Depone la borsa su una sedia, appende il cappotto e si stringe timidamente tra le spalle.

Lui non pensava ne fosse capace, ma non parla, né lo fa lui.

Non parlano spesso, e sono simili, ma questo lo strazia, perché il proprio tragico palcoscenico è troppo luminoso e stretto perché lei voglia oscurarlo, e deve risolvere ogni cosa.

Oh, che cosa angosciosa. Che tragedia. Che tragedia.

Lui è superiore a tutto e tutti, ed il mondo ha un grosso debito da saldare con lui.

A seconda del momento, il colpevole è lui, il mondo, od entrambi.

E non è sicuro di preferire sinceramente la seconda scelta.

Con Riza però, per quanto poco la conosca, è diverso.

Sono simili.

Sono angosciosamente simili.

Non sa perché, ma si sente più disposto ad un senso di fraternizzazione, con lei: un reciproco, discreto leccarsi ferite da riaprire perché sanguinino sino a non avere più sangue da versare.

"E’ successo qualcosa? "

"Non sono gli eventi a determinare i pensieri, non sempre, sai? Molto più spesso è la testa che rielabora e ricorda in posti diversi, ed è propria colpa e proprio dolore. "

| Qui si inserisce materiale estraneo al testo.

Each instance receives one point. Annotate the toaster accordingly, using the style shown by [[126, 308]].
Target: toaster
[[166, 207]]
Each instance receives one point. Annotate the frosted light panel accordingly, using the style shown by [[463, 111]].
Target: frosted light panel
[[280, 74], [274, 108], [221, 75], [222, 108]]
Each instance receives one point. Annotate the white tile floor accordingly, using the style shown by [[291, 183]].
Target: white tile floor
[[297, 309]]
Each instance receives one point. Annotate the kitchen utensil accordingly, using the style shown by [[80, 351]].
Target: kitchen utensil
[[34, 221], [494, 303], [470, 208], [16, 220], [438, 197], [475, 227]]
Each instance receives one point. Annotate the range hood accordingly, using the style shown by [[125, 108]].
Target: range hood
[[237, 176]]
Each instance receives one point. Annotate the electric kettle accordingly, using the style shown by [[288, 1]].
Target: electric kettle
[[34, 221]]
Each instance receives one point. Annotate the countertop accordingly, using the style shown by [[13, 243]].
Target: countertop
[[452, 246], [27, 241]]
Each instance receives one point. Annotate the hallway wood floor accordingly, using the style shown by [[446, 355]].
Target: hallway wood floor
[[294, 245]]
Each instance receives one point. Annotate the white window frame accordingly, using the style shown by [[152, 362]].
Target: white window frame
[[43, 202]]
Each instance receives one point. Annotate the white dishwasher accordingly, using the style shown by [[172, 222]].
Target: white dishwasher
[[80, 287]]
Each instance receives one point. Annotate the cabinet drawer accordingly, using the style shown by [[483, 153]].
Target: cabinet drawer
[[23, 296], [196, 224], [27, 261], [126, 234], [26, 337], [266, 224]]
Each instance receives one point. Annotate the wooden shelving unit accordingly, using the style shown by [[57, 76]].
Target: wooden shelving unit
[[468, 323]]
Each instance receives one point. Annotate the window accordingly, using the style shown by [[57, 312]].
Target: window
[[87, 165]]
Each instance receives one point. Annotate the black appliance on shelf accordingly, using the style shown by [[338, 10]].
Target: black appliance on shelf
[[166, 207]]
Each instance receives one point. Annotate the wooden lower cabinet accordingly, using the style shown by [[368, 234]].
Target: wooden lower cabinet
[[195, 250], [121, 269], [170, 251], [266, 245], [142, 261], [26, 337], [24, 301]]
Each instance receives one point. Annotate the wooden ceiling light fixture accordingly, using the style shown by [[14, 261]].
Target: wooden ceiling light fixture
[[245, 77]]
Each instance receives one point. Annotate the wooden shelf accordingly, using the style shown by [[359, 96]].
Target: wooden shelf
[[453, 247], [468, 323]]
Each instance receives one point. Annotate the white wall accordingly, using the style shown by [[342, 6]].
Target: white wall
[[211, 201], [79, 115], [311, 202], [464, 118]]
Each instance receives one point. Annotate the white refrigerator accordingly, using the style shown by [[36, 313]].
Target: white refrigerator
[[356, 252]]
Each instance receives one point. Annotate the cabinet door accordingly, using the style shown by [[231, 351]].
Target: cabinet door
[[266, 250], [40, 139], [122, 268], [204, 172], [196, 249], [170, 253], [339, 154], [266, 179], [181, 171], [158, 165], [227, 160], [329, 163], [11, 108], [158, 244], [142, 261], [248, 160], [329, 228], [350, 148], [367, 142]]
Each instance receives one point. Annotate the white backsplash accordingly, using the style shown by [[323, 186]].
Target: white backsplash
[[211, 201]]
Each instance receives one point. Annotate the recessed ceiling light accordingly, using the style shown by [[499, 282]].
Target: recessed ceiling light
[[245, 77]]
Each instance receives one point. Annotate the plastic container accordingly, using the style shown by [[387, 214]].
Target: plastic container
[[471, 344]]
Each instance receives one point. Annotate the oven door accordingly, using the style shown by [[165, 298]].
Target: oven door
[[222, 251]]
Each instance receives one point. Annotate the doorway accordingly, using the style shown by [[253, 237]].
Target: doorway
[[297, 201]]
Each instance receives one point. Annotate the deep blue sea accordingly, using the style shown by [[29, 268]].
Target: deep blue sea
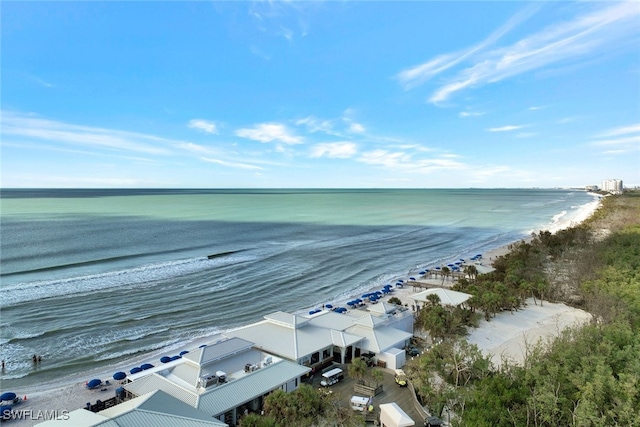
[[100, 279]]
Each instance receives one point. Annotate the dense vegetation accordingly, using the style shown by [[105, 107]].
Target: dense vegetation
[[588, 376]]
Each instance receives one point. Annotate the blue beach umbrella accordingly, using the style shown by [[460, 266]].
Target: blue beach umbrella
[[8, 396], [119, 376], [94, 383]]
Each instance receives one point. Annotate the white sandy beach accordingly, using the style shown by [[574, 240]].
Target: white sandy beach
[[505, 336]]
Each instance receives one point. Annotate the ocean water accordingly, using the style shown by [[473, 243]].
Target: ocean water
[[95, 280]]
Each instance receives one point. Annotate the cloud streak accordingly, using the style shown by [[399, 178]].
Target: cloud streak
[[29, 126], [336, 150], [203, 125], [593, 33], [507, 128], [269, 132]]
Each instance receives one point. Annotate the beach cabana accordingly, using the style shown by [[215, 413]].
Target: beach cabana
[[391, 415], [483, 269], [95, 383], [8, 396], [447, 296], [119, 376]]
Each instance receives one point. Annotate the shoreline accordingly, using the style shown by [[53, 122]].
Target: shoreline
[[70, 393]]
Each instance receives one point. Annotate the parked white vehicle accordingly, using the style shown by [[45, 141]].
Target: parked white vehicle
[[362, 404]]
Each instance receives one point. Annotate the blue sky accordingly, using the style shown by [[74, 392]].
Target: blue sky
[[320, 94]]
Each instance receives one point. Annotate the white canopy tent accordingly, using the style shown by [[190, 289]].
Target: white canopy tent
[[391, 415], [447, 296]]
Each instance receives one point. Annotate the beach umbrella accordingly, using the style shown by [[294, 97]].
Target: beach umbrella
[[9, 395], [94, 383], [119, 376]]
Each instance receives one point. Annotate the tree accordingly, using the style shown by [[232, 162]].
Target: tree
[[377, 376], [255, 420], [471, 271], [445, 273], [300, 408]]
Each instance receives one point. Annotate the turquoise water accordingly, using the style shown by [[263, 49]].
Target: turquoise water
[[91, 278]]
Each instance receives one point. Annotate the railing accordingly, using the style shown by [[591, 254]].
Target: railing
[[101, 405]]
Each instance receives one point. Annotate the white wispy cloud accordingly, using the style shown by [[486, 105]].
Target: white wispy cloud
[[356, 128], [237, 165], [619, 140], [507, 128], [597, 32], [624, 130], [269, 132], [417, 75], [338, 150], [203, 125], [55, 132], [471, 113], [406, 162], [314, 125]]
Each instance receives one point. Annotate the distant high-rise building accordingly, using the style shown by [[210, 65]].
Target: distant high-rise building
[[612, 185]]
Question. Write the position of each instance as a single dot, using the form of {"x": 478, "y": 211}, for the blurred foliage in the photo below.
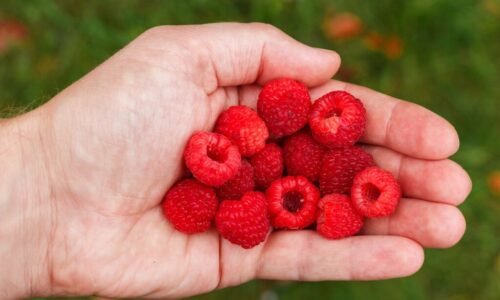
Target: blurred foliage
{"x": 441, "y": 54}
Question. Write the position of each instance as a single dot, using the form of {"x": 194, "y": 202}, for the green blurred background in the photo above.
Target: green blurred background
{"x": 441, "y": 54}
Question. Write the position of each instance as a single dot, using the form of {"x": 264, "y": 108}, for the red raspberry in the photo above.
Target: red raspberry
{"x": 243, "y": 222}
{"x": 303, "y": 155}
{"x": 241, "y": 183}
{"x": 291, "y": 202}
{"x": 337, "y": 119}
{"x": 339, "y": 167}
{"x": 337, "y": 217}
{"x": 375, "y": 193}
{"x": 190, "y": 206}
{"x": 284, "y": 105}
{"x": 267, "y": 165}
{"x": 244, "y": 128}
{"x": 212, "y": 158}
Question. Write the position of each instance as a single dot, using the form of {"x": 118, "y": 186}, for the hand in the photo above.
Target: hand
{"x": 110, "y": 146}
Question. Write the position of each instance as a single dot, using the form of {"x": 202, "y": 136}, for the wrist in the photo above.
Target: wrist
{"x": 25, "y": 208}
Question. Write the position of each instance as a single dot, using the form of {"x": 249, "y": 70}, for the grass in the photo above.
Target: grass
{"x": 448, "y": 62}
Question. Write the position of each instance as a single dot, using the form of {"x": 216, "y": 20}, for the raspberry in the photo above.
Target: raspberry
{"x": 375, "y": 192}
{"x": 241, "y": 183}
{"x": 303, "y": 155}
{"x": 337, "y": 119}
{"x": 284, "y": 105}
{"x": 244, "y": 128}
{"x": 212, "y": 158}
{"x": 339, "y": 167}
{"x": 190, "y": 206}
{"x": 337, "y": 217}
{"x": 267, "y": 165}
{"x": 243, "y": 222}
{"x": 291, "y": 202}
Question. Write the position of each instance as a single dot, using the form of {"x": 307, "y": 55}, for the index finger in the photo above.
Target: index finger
{"x": 400, "y": 125}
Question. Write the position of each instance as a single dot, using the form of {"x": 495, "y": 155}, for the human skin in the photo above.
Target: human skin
{"x": 83, "y": 175}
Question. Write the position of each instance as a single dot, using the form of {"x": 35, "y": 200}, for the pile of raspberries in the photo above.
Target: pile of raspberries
{"x": 291, "y": 165}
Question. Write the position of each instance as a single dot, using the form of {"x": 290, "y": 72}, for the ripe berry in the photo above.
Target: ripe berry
{"x": 241, "y": 183}
{"x": 291, "y": 202}
{"x": 212, "y": 158}
{"x": 375, "y": 193}
{"x": 284, "y": 105}
{"x": 303, "y": 155}
{"x": 337, "y": 119}
{"x": 244, "y": 128}
{"x": 243, "y": 222}
{"x": 337, "y": 217}
{"x": 190, "y": 206}
{"x": 267, "y": 165}
{"x": 339, "y": 167}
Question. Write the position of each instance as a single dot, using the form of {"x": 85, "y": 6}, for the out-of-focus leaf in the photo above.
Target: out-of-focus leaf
{"x": 11, "y": 32}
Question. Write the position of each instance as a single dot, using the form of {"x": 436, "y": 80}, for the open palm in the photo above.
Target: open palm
{"x": 114, "y": 141}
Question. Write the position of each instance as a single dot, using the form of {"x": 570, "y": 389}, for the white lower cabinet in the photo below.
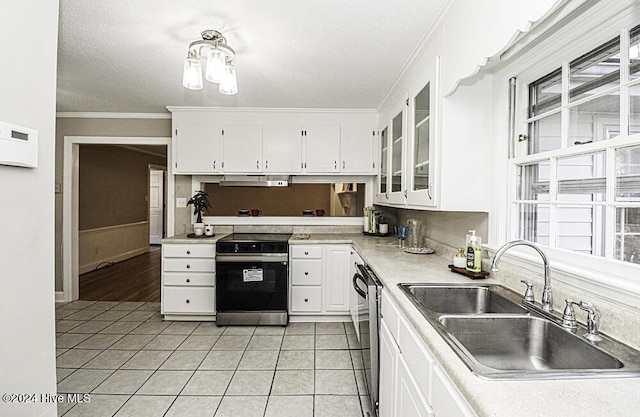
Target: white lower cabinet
{"x": 188, "y": 281}
{"x": 319, "y": 279}
{"x": 412, "y": 383}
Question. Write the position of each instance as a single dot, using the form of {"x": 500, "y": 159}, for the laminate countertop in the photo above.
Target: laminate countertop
{"x": 522, "y": 398}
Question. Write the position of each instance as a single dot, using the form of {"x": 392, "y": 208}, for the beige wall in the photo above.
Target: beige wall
{"x": 94, "y": 127}
{"x": 114, "y": 185}
{"x": 28, "y": 98}
{"x": 449, "y": 228}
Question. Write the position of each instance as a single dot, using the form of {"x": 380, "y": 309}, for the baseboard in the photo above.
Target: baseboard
{"x": 113, "y": 259}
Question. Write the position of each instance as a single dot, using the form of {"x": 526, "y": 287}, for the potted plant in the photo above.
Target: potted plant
{"x": 200, "y": 203}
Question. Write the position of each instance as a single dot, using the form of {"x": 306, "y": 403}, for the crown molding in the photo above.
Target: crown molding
{"x": 107, "y": 115}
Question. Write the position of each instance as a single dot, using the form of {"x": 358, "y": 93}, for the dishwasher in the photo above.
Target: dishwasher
{"x": 369, "y": 290}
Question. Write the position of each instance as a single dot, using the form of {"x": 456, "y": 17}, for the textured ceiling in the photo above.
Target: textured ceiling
{"x": 127, "y": 56}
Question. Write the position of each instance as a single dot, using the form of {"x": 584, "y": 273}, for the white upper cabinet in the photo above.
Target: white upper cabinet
{"x": 322, "y": 149}
{"x": 196, "y": 148}
{"x": 357, "y": 144}
{"x": 242, "y": 149}
{"x": 282, "y": 149}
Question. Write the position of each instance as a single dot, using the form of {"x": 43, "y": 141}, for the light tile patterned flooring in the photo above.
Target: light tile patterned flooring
{"x": 134, "y": 364}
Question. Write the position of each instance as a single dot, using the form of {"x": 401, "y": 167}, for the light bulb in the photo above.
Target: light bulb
{"x": 192, "y": 74}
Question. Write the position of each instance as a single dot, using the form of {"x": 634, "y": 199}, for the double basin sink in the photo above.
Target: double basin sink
{"x": 498, "y": 337}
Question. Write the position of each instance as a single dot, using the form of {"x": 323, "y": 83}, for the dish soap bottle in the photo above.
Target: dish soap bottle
{"x": 474, "y": 253}
{"x": 460, "y": 260}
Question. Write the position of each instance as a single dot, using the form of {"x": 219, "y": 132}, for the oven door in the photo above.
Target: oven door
{"x": 251, "y": 283}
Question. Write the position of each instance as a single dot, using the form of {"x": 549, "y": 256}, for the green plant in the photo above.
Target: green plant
{"x": 200, "y": 203}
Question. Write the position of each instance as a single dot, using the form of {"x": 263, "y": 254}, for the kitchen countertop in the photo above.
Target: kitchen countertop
{"x": 526, "y": 398}
{"x": 523, "y": 398}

Ella sosta, affranta, accasciandosi inerme al divano, e lui siede, incerto ma coinvolto, all’estremità opposta di esso.

"Vuoi raccontarmi una storia? "

Lei si guarda attorno, un pochino sperduta, incontrandone la solidale determinazione.

"E’ presto. E’ molto presto. "

"Puoi procedere lentamente, con calma. Ti ascolterò. Non è corretto che tu sappia della mia vita ed io no, dopotutto."

E la ascolterà davvero.

-

Note: Ah, un accenno a Winry. Che comparirà presto, tra l’altro, e sono piuttosto soddisfatta del pezzo in cui appare. E accidenti, non credevo di esser suonata così vittimista, il tuo ragionamento fila benissimo, Setsuka, ma non ingigantire una mia piccola insoddisfazione personale, non mi hai certo offesa ^^;. Sono poi lieta che ti sia parsa più naturale la caratterizzazione dello scorso capitolo, e del fatto che continui a seguirmi.

Ultima nota, i capitoli sono nove in totale, escluso un epilogo che sto ancora valutando, a livello di idea, se scrivere o meno. A presto è_é.